Let {p_n}_n\inP be a sequence such that p_n is the decimal expansion of \sqrt{2} truncated after the n^th decimal place.
a) When we're working in the rationals is the sequence convergent and is it a Cauchy sequence?
b) When we're working in the reals is the sequence convergent and is it a Cauchy sequence?

Homework Equations

A sequence {p_n}_n\inP converges to p if (\forall\epsilon&gt;0)(\exists N \in P)(\forall n\geq N)(| p_n-p| < \epsilon).
It is a Cauchy sequence if (\forall\epsilon&gt;0)(\exists N \in P)(\forall n,m\geq N)(|p_n-p_m|< \epsilon).

The Attempt at a Solution

I haven't gotten very far with this. Obviously, the sequence converges to p=\sqrt{2}. Thus when working in the rationals, it doesn't converge and when working in the reals it does converge (since \sqrt{2} is a real number but not rational). However, I'm stuck trying to prove this using the mentioned definitions, and can't get anywhere with trying to prove if the sequence is Cauchy.

 

[Dick]

Homework Statement

Let {p_n}_n\inP be a sequence such that p_n is the decimal expansion of \sqrt{2} truncated after the n^th decimal place.
a) When we're working in the rationals is the sequence convergent and is it a Cauchy sequence?
b) When we're working in the reals is the sequence convergent and is it a Cauchy sequence?

Homework Equations

A sequence {p_n}_n\inP converges to p if (\forall\epsilon&gt;0)(\exists N \in P)(\forall n\geq N)(| p_n-p| < \epsilon).
It is a Cauchy sequence if (\forall\epsilon&gt;0)(\exists N \in P)(\forall n,m\geq N)(|p_n-p_m|< \epsilon).

The Attempt at a Solution

I haven't gotten very far with this. Obviously, the sequence converges to p=\sqrt{2}. Thus when working in the rationals, it doesn't converge and when working in the reals it does converge (since \sqrt{2} is a real number but not rational).
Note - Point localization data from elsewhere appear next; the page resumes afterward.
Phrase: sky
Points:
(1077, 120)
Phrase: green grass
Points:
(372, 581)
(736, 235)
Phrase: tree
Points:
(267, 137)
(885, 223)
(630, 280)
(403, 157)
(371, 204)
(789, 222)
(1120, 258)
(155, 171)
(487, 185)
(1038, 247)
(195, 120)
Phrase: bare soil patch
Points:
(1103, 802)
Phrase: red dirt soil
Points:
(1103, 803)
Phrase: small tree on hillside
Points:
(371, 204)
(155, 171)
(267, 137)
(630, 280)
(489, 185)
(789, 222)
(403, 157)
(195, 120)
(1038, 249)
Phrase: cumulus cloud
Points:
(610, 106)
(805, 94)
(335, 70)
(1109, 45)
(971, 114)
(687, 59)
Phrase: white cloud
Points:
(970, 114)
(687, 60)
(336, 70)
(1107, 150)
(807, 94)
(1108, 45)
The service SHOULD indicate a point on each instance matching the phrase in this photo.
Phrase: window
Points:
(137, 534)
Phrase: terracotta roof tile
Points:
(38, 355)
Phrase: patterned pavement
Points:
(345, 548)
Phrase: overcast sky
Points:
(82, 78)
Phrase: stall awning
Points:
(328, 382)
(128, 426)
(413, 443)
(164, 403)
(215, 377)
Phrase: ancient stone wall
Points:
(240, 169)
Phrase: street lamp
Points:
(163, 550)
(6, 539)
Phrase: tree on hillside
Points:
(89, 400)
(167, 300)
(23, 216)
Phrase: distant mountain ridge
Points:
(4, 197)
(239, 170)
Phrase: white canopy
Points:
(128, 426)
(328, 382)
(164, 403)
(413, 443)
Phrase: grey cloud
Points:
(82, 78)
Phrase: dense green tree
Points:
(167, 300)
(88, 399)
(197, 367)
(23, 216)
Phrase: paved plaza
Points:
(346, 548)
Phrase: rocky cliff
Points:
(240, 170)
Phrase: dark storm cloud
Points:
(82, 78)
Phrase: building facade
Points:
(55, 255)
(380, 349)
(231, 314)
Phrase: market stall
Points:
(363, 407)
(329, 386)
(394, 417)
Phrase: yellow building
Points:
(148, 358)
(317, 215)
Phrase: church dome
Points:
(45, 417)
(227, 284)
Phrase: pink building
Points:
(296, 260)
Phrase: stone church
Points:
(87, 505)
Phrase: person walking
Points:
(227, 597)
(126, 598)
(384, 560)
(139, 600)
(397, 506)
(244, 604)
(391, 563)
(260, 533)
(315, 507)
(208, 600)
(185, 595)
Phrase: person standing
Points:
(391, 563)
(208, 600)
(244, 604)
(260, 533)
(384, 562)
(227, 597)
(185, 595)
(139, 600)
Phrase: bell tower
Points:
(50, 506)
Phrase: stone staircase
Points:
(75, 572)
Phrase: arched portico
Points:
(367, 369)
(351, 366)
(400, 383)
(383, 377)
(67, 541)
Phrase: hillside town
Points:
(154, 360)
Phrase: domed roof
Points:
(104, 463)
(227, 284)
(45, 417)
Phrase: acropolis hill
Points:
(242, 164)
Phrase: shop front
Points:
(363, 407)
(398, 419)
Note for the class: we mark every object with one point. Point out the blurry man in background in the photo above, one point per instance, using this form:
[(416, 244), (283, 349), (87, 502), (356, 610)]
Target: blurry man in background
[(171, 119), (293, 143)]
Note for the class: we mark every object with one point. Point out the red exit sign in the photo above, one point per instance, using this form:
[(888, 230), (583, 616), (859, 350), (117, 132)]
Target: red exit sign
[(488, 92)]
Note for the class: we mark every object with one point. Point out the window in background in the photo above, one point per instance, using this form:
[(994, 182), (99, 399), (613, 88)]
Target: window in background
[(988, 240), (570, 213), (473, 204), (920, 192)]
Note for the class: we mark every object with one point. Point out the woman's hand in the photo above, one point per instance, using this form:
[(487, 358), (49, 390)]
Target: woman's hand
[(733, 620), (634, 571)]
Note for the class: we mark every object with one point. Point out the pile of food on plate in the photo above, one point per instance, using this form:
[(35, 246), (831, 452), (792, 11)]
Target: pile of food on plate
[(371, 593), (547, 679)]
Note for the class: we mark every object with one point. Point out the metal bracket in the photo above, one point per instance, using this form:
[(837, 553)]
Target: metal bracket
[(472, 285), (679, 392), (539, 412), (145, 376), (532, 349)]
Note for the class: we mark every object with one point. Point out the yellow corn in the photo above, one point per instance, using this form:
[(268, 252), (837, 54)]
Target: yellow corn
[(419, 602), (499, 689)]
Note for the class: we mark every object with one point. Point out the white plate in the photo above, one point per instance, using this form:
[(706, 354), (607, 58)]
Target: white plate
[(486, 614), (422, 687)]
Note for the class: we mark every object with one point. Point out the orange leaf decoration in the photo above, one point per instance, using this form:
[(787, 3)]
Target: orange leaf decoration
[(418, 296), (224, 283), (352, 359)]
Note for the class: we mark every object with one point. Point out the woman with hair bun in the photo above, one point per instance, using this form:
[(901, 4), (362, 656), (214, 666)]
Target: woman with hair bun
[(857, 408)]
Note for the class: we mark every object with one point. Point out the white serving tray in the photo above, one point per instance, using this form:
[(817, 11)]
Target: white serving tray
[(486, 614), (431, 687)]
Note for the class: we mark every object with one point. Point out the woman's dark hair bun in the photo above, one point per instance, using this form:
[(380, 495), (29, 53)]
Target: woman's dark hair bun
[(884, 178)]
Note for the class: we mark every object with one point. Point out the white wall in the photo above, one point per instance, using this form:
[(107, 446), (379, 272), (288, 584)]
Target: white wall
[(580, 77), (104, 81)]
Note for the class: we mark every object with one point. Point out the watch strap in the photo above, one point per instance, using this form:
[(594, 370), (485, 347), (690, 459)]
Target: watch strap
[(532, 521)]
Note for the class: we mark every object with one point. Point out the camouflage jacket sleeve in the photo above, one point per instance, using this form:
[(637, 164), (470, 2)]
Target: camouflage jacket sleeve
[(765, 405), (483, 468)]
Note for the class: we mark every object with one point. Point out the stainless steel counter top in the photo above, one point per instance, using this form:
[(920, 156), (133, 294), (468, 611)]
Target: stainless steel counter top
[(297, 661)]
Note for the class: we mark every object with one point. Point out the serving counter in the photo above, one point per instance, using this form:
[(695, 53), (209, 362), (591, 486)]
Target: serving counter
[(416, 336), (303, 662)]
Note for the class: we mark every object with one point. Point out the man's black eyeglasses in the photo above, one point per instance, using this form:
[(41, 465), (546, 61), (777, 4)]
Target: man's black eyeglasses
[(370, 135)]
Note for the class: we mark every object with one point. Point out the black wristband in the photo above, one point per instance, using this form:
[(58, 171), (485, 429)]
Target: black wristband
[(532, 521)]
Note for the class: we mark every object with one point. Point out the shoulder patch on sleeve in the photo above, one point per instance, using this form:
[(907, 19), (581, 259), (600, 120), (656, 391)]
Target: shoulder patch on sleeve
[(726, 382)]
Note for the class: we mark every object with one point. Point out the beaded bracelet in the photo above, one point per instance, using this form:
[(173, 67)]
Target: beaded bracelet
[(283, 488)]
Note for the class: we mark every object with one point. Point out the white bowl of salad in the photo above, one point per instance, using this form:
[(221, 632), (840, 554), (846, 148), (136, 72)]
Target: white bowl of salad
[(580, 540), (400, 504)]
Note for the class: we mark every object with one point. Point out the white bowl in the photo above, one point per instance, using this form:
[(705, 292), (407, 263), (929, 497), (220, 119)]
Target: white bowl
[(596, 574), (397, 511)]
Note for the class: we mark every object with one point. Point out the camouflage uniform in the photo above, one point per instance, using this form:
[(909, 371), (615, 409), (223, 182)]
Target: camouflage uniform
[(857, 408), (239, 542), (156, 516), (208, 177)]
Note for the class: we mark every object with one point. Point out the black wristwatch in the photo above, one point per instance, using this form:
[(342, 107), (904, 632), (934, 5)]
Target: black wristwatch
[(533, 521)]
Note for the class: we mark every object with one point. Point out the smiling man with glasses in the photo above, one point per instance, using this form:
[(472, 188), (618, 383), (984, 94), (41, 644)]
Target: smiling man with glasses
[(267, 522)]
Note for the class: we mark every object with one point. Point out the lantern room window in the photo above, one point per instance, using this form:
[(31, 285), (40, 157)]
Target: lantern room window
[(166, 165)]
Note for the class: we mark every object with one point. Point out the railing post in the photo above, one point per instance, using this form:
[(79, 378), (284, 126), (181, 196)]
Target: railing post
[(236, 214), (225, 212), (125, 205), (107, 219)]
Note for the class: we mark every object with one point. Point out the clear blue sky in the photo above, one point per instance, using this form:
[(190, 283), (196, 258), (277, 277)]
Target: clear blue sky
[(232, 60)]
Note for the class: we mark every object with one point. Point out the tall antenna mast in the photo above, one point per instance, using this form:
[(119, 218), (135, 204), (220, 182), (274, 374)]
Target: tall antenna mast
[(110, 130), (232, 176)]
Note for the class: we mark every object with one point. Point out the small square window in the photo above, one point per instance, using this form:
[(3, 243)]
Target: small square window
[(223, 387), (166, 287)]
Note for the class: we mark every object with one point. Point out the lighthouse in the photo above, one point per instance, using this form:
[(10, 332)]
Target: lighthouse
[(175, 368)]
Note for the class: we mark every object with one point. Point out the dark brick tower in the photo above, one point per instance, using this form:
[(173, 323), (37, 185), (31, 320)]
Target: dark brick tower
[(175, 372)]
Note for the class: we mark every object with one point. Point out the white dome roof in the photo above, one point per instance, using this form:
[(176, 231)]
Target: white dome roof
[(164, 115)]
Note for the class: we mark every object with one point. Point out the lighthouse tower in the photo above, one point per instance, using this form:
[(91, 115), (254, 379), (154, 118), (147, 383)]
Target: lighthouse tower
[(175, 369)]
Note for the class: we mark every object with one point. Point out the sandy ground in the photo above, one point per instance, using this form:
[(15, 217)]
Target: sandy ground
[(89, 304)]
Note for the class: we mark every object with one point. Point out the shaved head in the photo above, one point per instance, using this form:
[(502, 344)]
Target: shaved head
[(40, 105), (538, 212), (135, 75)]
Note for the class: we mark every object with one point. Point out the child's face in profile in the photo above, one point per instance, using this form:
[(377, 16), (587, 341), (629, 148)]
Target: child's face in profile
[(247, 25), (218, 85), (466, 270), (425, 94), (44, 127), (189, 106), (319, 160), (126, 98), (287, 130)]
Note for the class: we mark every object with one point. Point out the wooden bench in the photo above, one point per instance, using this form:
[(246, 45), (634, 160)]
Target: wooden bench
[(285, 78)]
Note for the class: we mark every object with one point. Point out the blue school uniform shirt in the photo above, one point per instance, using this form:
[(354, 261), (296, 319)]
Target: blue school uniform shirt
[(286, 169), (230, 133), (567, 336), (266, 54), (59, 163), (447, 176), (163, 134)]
However, I'm stuck trying to prove this using the mentioned definitions, and can't get anywhere with trying to prove if the sequence is Cauchy.

Pick a specific ε, say ε=1/10000. How large does N have to be?

 

[hb123]

The thing is, though, I need to show that this is true for all ε, not just an arbitrary one. On the other hand, if I'm trying to prove that the series doesn't converge to a p, then I'd need to show that !(∀ϵ>0)(∃N∈P)(∀n≥N)(| pn-p| < ϵ), or (∃ϵ>0)(∀N∈P)(∃≥N)(|p_n-p| \geq ϵ). Just to clarify, P is the set of all positive integers.

 

[Dick]

The thing is, though, I need to show that this is true for all ε, not just an arbitrary one. On the other hand, if I'm trying to prove that the series doesn't converge to a p, then I'd need to show that !(∀ϵ>0)(∃N∈P)(∀n≥N)(| pn-p| < ϵ), or (∃ϵ>0)(∀N∈P)(∃≥N)(|p_n-p| \geq ϵ). Just to clarify, P is the set of all positive integers.

I know. I'm suggesting you think about the N corresponding to specific case ε=0.0001 to get you started. Working it out is really not much different from a general value of ε. And I'm talking about the Cauchy part of the proof here.